Human vs. Computer Go: Review and Prospect
The Google DeepMind challenge match in March 2016 was a historic achievement for computer Go development. This article discusses the development of computational intelligence (CI) and its relative strength in comparison with human intelligence for the game of Go. We first summarize the milestones achieved for computer Go from 1998 to 2016. Then, the computer Go programs that have participated in previous IEEE CIS competitions as well as methods and techniques used in AlphaGo are briefly introduced. Commentaries from three high-level professional Go players on the five AlphaGo versus Lee Sedol games are also included. We conclude that AlphaGo beating Lee Sedol is a huge achievement in artificial intelligence (AI) based largely on CI methods. In the future, powerful computer Go programs such as AlphaGo are expected to be instrumental in promoting Go education and AI real-world applications.
💡 Research Summary
The paper provides a comprehensive review of the evolution of computer Go from its early rule‑based systems in the late 1990s to the breakthrough achieved by DeepMind’s AlphaGo in March 2016. It begins by outlining why Go has long been considered a grand challenge for artificial intelligence: the game’s enormous state space (approximately 10^170 possible positions) and the subtle, long‑term strategic reasoning required to play at a high level. The authors then chronologically summarize key milestones between 1998 and 2016. Early programs relied on handcrafted heuristics and static evaluation functions, achieving only amateur‑level strength. The introduction of Monte‑Carlo Tree Search (MCTS) around 2006 dramatically improved search efficiency, and by the early 2010s open‑source engines such as GnuGo, Fuego, and Pachi were regularly competing in IEEE Computational Intelligence Society (CIS) contests, often surpassing human players at the 9‑stone level. Notable CIS entries like Zen and MoGo combined MCTS with pattern‑based priors, demonstrating that hybrid approaches could bridge the gap between pure search and domain knowledge.

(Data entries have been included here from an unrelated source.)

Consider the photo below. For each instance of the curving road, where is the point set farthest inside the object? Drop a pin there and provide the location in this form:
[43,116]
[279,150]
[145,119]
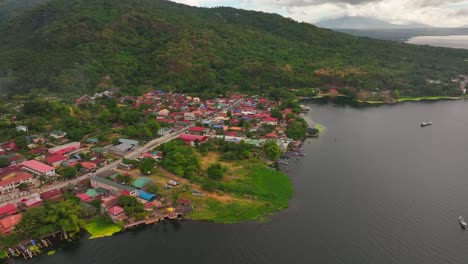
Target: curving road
[135,153]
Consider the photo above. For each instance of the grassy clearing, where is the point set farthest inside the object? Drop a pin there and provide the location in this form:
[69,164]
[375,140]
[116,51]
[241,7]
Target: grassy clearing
[254,193]
[101,227]
[322,129]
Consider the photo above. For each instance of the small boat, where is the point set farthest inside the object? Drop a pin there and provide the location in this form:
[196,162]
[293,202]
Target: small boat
[462,222]
[424,124]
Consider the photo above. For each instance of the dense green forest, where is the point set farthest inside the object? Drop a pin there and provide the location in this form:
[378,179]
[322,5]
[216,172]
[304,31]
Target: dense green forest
[86,45]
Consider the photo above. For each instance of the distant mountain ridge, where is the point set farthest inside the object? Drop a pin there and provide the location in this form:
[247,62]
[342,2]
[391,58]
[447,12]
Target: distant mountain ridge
[79,46]
[358,22]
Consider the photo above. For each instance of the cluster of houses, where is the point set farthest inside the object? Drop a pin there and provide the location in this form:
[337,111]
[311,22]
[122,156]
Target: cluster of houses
[11,214]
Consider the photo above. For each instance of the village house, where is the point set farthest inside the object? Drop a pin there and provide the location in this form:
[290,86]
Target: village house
[22,128]
[189,116]
[8,223]
[163,112]
[117,213]
[198,130]
[8,209]
[38,168]
[87,166]
[32,203]
[271,121]
[58,134]
[65,149]
[121,149]
[165,131]
[113,187]
[11,184]
[52,195]
[55,160]
[192,139]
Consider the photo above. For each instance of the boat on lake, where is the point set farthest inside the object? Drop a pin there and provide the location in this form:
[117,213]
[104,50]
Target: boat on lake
[462,222]
[424,124]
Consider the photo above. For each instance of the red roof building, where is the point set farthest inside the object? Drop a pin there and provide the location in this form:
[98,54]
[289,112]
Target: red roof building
[56,160]
[8,209]
[271,135]
[52,195]
[38,168]
[197,129]
[84,197]
[191,139]
[270,121]
[88,165]
[33,202]
[10,184]
[7,224]
[116,210]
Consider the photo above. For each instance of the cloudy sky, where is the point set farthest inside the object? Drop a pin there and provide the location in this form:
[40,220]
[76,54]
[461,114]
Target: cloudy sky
[441,13]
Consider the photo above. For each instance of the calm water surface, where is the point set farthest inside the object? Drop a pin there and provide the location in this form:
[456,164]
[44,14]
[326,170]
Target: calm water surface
[459,41]
[386,191]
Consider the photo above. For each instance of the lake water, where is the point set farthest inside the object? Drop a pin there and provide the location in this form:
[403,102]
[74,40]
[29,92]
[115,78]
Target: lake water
[460,41]
[376,188]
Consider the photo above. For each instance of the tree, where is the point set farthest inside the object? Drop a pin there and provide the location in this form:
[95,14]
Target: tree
[276,114]
[152,188]
[272,150]
[69,172]
[124,179]
[297,129]
[215,171]
[146,165]
[4,162]
[132,207]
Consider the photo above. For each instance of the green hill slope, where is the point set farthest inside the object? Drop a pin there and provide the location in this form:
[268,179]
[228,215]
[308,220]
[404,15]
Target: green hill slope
[76,46]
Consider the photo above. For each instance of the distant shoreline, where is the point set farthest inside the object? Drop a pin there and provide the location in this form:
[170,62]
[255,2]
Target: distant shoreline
[450,41]
[402,99]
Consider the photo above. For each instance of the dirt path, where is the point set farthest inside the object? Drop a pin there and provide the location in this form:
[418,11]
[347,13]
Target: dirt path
[226,198]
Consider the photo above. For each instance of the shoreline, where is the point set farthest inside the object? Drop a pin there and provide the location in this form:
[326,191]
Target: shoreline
[402,99]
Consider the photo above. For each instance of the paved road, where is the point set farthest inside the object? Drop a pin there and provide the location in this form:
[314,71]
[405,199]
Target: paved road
[465,82]
[134,154]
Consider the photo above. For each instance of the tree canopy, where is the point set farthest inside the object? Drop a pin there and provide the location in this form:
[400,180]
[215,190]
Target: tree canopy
[84,45]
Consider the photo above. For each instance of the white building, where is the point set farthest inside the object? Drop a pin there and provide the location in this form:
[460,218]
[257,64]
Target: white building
[9,185]
[38,168]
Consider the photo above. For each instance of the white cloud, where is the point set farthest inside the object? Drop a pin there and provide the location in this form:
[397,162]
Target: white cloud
[443,13]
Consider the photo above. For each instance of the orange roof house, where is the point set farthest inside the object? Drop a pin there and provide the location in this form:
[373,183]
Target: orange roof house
[7,224]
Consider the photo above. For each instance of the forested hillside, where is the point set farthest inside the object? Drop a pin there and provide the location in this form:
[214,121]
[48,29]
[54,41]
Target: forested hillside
[84,45]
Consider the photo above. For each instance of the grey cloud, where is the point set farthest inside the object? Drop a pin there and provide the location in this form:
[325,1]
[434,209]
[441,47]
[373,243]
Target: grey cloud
[304,3]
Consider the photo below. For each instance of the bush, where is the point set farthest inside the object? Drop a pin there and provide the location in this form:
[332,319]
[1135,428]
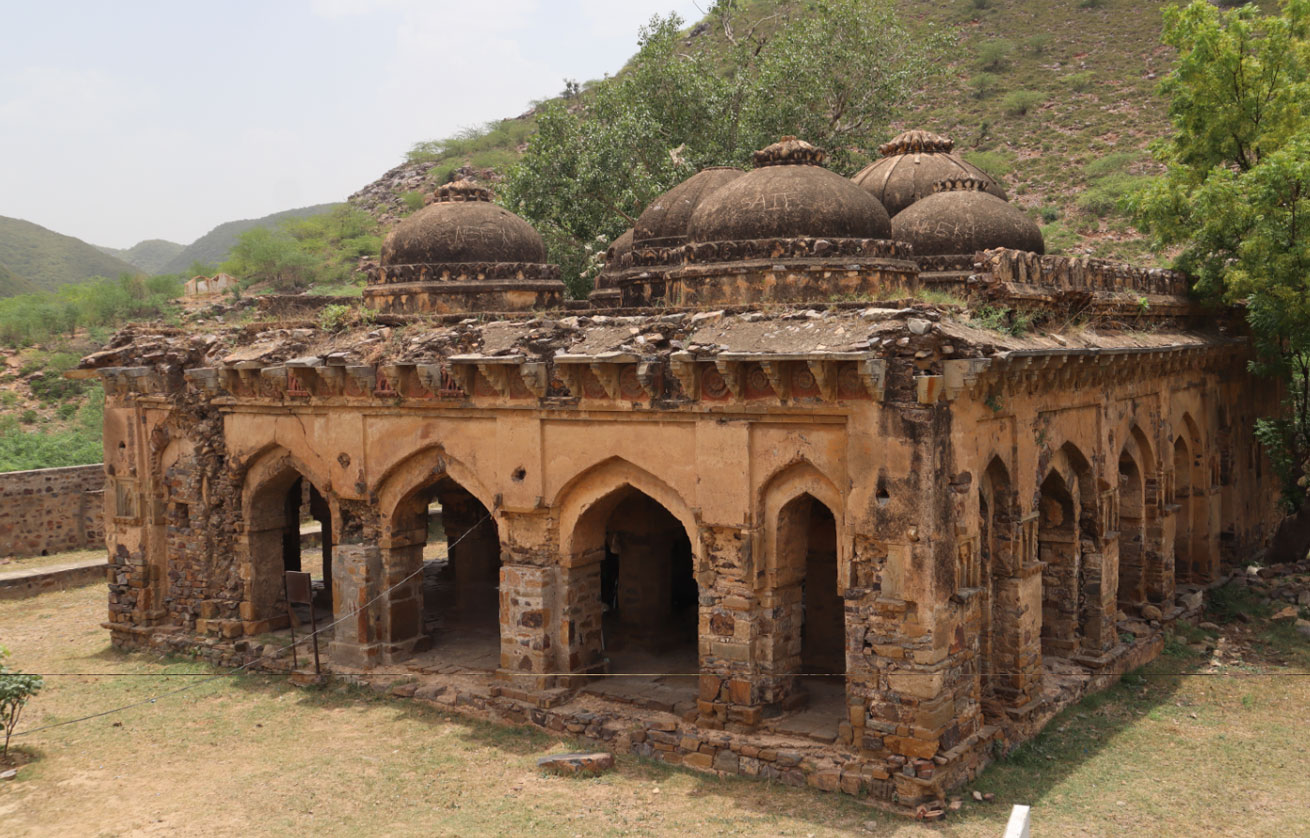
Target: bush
[1019,102]
[1080,81]
[984,85]
[1038,45]
[997,164]
[994,55]
[16,690]
[1108,195]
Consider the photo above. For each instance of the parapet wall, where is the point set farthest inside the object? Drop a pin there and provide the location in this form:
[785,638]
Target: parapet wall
[51,510]
[1077,274]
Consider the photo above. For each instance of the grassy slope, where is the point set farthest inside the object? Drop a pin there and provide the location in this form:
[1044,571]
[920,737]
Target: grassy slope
[214,246]
[12,284]
[148,255]
[1186,746]
[49,259]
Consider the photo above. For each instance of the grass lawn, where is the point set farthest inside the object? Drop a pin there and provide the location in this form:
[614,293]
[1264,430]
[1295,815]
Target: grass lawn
[1218,752]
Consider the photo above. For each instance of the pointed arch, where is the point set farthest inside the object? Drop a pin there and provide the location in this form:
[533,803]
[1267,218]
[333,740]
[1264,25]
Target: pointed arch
[587,499]
[787,483]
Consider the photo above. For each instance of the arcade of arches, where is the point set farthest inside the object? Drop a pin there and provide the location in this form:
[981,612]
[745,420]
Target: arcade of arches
[768,527]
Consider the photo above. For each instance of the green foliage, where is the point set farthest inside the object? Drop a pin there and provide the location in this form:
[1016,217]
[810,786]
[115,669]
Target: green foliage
[994,163]
[1080,81]
[16,690]
[301,252]
[984,85]
[833,73]
[46,259]
[334,317]
[79,444]
[102,303]
[994,55]
[1006,321]
[1110,194]
[1019,102]
[1235,193]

The core of the paper focuses on AlphaGo’s architecture and training methodology. AlphaGo consists of three main components: a policy network, a value network, and an MCTS engine that uses both networks to guide its search. The policy network was first trained by supervised learning on roughly 30 million human expert moves, reducing the branching factor by a factor of about 200. This network was then refined through reinforcement learning via self‑play, employing policy‑gradient methods (REINFORCE) to improve move selection beyond human patterns. Simultaneously, a separate value network was trained to predict the outcome of a given board position directly, eliminating the need for exhaustive roll‑outs. The final system integrates these networks with MCTS: the policy network supplies a probability distribution over moves, the value network supplies a leaf‑node evaluation, and the tree search balances exploration and exploitation using the Upper Confidence Bound formula. The authors detail the massive computational infrastructure behind AlphaGo—thousands of CPU cores and multiple GPU clusters—allowing the system to generate and evaluate billions of self‑play games, ultimately achieving a self‑play win rate of 99.8 %.
The paper also incorporates commentary from three top professional Go players (Lee Sedol, Kim Jeong‑hwan, and Cho Dong‑hyun) on the five games played between AlphaGo and Lee Sedol. The professionals highlight several “non‑human” moves (e.g., Move 37 in Game 2) that demonstrated a global strategic perspective rarely seen in human play. They note that AlphaGo’s style combined aggressive territorial acquisition with subtle influence, forcing humans to reconsider conventional opening theory. Rather than viewing AlphaGo as a mere replacement for human intuition, the players suggest it serves as a powerful analytical tool that can expand human understanding of the game.
In its conclusion, the paper argues that AlphaGo’s victory is a landmark not only for Go but for the broader field of computational intelligence. It shows that deep neural networks, when coupled with efficient search algorithms and massive self‑play data, can master tasks previously thought to require uniquely human intuition. The authors forecast several future directions: (1) the use of strong Go programs as educational aids for teaching opening theory, life‑and‑death problems, and positional judgment; (2) the transfer of AlphaGo‑style policy/value architectures to other domains that involve sequential decision making under uncertainty, such as medical diagnosis, autonomous planning, and real‑time strategy games; (3) research into model compression and lightweight networks to enable deployment on mobile or embedded platforms; and (4) exploration of multi‑agent reinforcement learning where several AI agents collaborate or compete, potentially yielding richer strategic insights. Overall, the paper positions AlphaGo as a catalyst for a new era in AI, where human expertise and machine learning synergistically advance both scientific understanding and practical applications.